23/02/2009

Résister ou disparaître

Il n’est pas de jour que les médias ne nous annoncent de nouvelles pressions et menaces contre la Suisse et ses intérêts. De deux choses l’une: ou bien les journalistes en font trop et fabriquent les problèmes; ou bien nos principaux partenaires (les Etats-Unis, l’Union européenne) sont de plus en plus hostiles et  veulent clairement casser notre économie; dans ce cas, il faut enter en résistance.


Les pressions sont trop convergentes pour n’être pas coordonnées. Les Etats-Unis exigent de nous des violations de notre droit; l’Union européenne, France, Allemagne et Grande-Bretagne en tête, brandit le bâton face aux «juridictions non-coopératives», entendez par là les Etats, comme la Suisse, qui refusent aux flics fiscaux étrangers le droit de pouvoir mettre leur nez dans les livres de nos banques.

Ces manœuvres sont détestables, autant que cette quête permanente de boucs émissaires de la part d’Etats incapables d’inventer une fiscalité qui ne fasse pas fuir les contribuables. Il faut le répéter: si tant d’étrangers essaient de mettre leur fortune à l’abri en Suisse, en Belgique ou à Singapour, c’est qu’ils en ont marre de se voir confisquer le fruit de leur travail par des gouvernements qui ne maîtrisent pas leurs budgets.

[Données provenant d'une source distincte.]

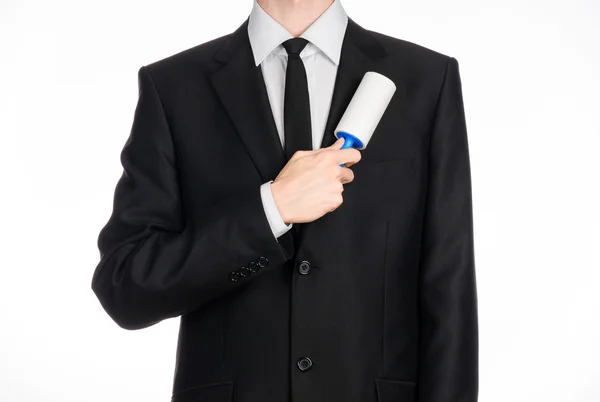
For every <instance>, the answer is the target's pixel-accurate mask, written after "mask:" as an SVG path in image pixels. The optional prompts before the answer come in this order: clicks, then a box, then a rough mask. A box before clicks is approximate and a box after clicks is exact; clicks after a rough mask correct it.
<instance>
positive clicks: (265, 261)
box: [258, 257, 269, 268]
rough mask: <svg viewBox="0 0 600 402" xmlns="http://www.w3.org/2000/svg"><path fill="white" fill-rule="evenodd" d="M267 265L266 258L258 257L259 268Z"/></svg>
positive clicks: (264, 266)
mask: <svg viewBox="0 0 600 402" xmlns="http://www.w3.org/2000/svg"><path fill="white" fill-rule="evenodd" d="M267 265H269V260H267V257H260V258H259V259H258V266H259V267H261V268H264V267H266V266H267Z"/></svg>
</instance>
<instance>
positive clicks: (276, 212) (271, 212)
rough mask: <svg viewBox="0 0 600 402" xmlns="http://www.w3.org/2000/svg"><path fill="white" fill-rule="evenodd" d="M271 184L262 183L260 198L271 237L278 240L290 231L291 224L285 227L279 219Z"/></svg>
mask: <svg viewBox="0 0 600 402" xmlns="http://www.w3.org/2000/svg"><path fill="white" fill-rule="evenodd" d="M272 182H273V180H271V181H268V182H266V183H263V184H262V185H261V186H260V198H261V199H262V204H263V208H264V209H265V215H266V216H267V221H268V222H269V226H270V227H271V231H272V232H273V236H275V238H278V237H279V236H281V235H283V234H284V233H285V232H287V231H288V230H290V229H291V228H292V225H293V224H292V223H290V224H289V225H286V224H285V222H284V221H283V219H282V218H281V215H280V214H279V210H278V209H277V205H276V204H275V200H274V199H273V194H272V193H271V183H272Z"/></svg>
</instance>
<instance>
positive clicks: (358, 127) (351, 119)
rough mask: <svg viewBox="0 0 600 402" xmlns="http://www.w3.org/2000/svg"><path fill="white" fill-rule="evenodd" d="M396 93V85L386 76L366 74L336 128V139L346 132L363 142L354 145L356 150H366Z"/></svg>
mask: <svg viewBox="0 0 600 402" xmlns="http://www.w3.org/2000/svg"><path fill="white" fill-rule="evenodd" d="M394 92H396V85H395V84H394V82H393V81H392V80H390V79H389V78H387V77H386V76H385V75H382V74H379V73H376V72H374V71H368V72H367V73H365V75H364V77H363V79H362V80H361V82H360V85H359V86H358V88H357V89H356V92H355V93H354V96H353V97H352V100H351V101H350V103H349V104H348V107H347V108H346V111H345V112H344V115H343V116H342V118H341V120H340V122H339V123H338V125H337V127H336V128H335V131H334V135H335V137H336V138H340V137H339V136H338V133H339V132H346V133H348V134H351V135H352V136H354V137H356V138H357V139H359V140H360V141H361V142H362V144H354V148H357V149H365V148H366V146H367V144H368V143H369V140H370V139H371V136H372V135H373V132H374V131H375V128H376V127H377V125H378V124H379V120H381V116H383V112H385V109H386V108H387V106H388V104H389V103H390V100H391V99H392V96H393V95H394ZM360 145H362V146H360Z"/></svg>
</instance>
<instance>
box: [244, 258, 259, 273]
mask: <svg viewBox="0 0 600 402" xmlns="http://www.w3.org/2000/svg"><path fill="white" fill-rule="evenodd" d="M246 269H247V270H248V271H250V272H256V271H258V270H259V269H260V267H259V266H258V264H256V263H255V262H254V261H252V262H251V263H250V264H248V267H247V268H246Z"/></svg>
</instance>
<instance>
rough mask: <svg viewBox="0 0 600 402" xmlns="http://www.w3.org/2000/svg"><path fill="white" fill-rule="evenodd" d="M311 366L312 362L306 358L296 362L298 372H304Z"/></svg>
mask: <svg viewBox="0 0 600 402" xmlns="http://www.w3.org/2000/svg"><path fill="white" fill-rule="evenodd" d="M311 366H312V360H310V359H309V358H308V357H303V358H301V359H299V360H298V368H299V369H300V371H306V370H308V369H309V368H311Z"/></svg>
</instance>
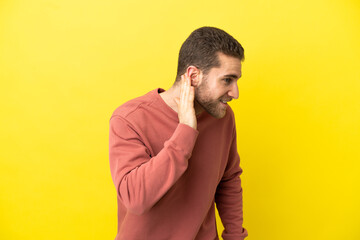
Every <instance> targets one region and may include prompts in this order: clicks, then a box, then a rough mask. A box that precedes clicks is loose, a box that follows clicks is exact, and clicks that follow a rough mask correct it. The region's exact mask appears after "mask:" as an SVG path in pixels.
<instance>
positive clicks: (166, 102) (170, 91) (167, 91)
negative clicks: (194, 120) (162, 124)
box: [159, 83, 204, 116]
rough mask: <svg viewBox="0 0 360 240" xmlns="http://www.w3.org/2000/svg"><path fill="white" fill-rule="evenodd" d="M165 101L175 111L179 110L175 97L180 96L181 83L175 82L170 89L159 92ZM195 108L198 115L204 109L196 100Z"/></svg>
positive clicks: (165, 102)
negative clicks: (180, 88)
mask: <svg viewBox="0 0 360 240" xmlns="http://www.w3.org/2000/svg"><path fill="white" fill-rule="evenodd" d="M159 95H160V97H161V98H162V99H163V100H164V102H165V103H166V104H167V105H168V106H169V107H171V108H172V109H173V110H174V111H175V112H178V105H177V103H176V102H175V98H180V84H179V83H174V85H172V86H171V88H169V89H168V90H166V91H164V92H162V93H160V94H159ZM194 108H195V114H196V116H198V115H200V114H201V113H202V112H203V111H204V109H203V108H202V107H201V106H200V105H199V103H198V102H197V101H196V100H195V101H194Z"/></svg>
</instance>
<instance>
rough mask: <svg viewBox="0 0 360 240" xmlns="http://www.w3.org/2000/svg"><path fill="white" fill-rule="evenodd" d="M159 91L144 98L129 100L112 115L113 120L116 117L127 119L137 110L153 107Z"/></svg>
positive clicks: (156, 89)
mask: <svg viewBox="0 0 360 240" xmlns="http://www.w3.org/2000/svg"><path fill="white" fill-rule="evenodd" d="M156 91H157V89H154V90H152V91H150V92H148V93H146V94H144V95H142V96H139V97H136V98H133V99H131V100H128V101H127V102H125V103H123V104H122V105H120V106H118V107H117V108H116V109H115V110H114V111H113V113H112V115H111V118H112V117H114V116H119V117H122V118H127V117H129V115H131V114H132V113H134V112H136V111H137V110H139V109H141V108H143V107H147V106H149V105H151V104H152V103H153V102H154V101H155V100H156V98H155V97H154V93H155V92H156Z"/></svg>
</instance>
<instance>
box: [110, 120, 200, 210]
mask: <svg viewBox="0 0 360 240" xmlns="http://www.w3.org/2000/svg"><path fill="white" fill-rule="evenodd" d="M198 133H199V132H198V131H197V130H195V129H193V128H191V127H189V126H187V125H185V124H181V123H179V124H178V126H177V128H176V129H175V131H174V133H173V135H172V136H171V137H170V139H169V140H167V141H165V143H164V147H163V149H162V150H161V151H160V152H159V153H158V154H157V155H156V156H151V155H150V151H149V149H148V148H147V147H146V146H145V144H144V143H143V142H142V140H141V138H140V136H139V134H138V133H137V132H136V131H135V130H134V128H133V127H132V125H131V124H130V123H129V122H128V121H127V120H125V119H124V118H122V117H120V116H112V117H111V119H110V131H109V161H110V170H111V176H112V179H113V182H114V185H115V187H116V189H117V194H118V197H119V198H120V200H121V201H122V203H123V204H124V206H125V207H126V208H127V209H128V210H129V211H130V212H132V213H134V214H137V215H141V214H144V213H145V212H146V211H148V210H149V209H150V208H151V207H152V206H154V205H155V203H156V202H157V201H159V199H160V198H161V197H162V196H164V194H166V192H167V191H168V190H169V189H170V188H171V187H172V186H173V185H174V184H175V183H176V181H177V180H178V179H179V178H180V176H181V175H182V174H183V173H184V172H185V170H186V169H187V167H188V160H189V158H190V157H191V153H192V150H193V148H194V145H195V141H196V138H197V136H198Z"/></svg>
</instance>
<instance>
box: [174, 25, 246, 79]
mask: <svg viewBox="0 0 360 240" xmlns="http://www.w3.org/2000/svg"><path fill="white" fill-rule="evenodd" d="M219 52H221V53H223V54H225V55H228V56H232V57H236V58H238V59H240V61H244V59H245V56H244V48H243V47H242V46H241V44H240V43H239V42H238V41H237V40H236V39H235V38H233V37H232V36H231V35H230V34H228V33H227V32H225V31H224V30H221V29H219V28H215V27H201V28H198V29H196V30H195V31H193V32H192V33H191V34H190V36H189V37H188V38H187V39H186V40H185V42H184V43H183V44H182V46H181V48H180V52H179V59H178V69H177V75H176V81H178V80H180V77H181V75H182V74H184V73H185V71H186V69H187V68H188V67H189V66H191V65H193V66H195V67H197V68H199V69H200V70H201V71H203V73H204V75H206V74H207V73H208V72H209V71H210V69H211V68H213V67H220V61H219V59H218V53H219Z"/></svg>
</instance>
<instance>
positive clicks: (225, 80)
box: [224, 78, 232, 84]
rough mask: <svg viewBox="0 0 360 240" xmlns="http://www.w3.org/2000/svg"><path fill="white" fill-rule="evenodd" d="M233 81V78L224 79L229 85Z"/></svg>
mask: <svg viewBox="0 0 360 240" xmlns="http://www.w3.org/2000/svg"><path fill="white" fill-rule="evenodd" d="M231 80H232V79H231V78H225V79H224V82H225V83H226V84H229V83H231Z"/></svg>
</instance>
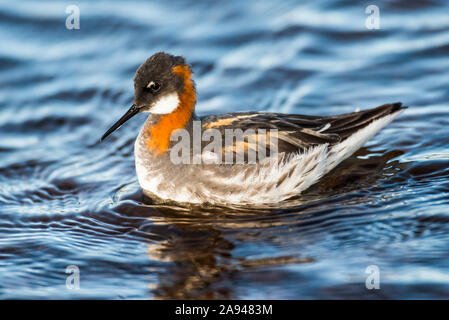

Face à des pressions toujours plus fortes, l’alternative est claire. Ou bien on cède et on se couche, ou bien on résiste. Certains pensent que la Suisse pourrait céder de manière élégante en devenant membre de l’Union européenne. C’est une illusion mortelle: si d’aventure la Suisse demandait l’ouverture de négociations d’adhésion, l’UE poserait d’emblée des conditions exorbitantes, à commencer par la liquidation du secret bancaire et de nos régimes fiscaux. Après quoi nos chers voisins pourraient commencer à dépecer la Suisse, sous prétexte d’intégration et d’harmonisation.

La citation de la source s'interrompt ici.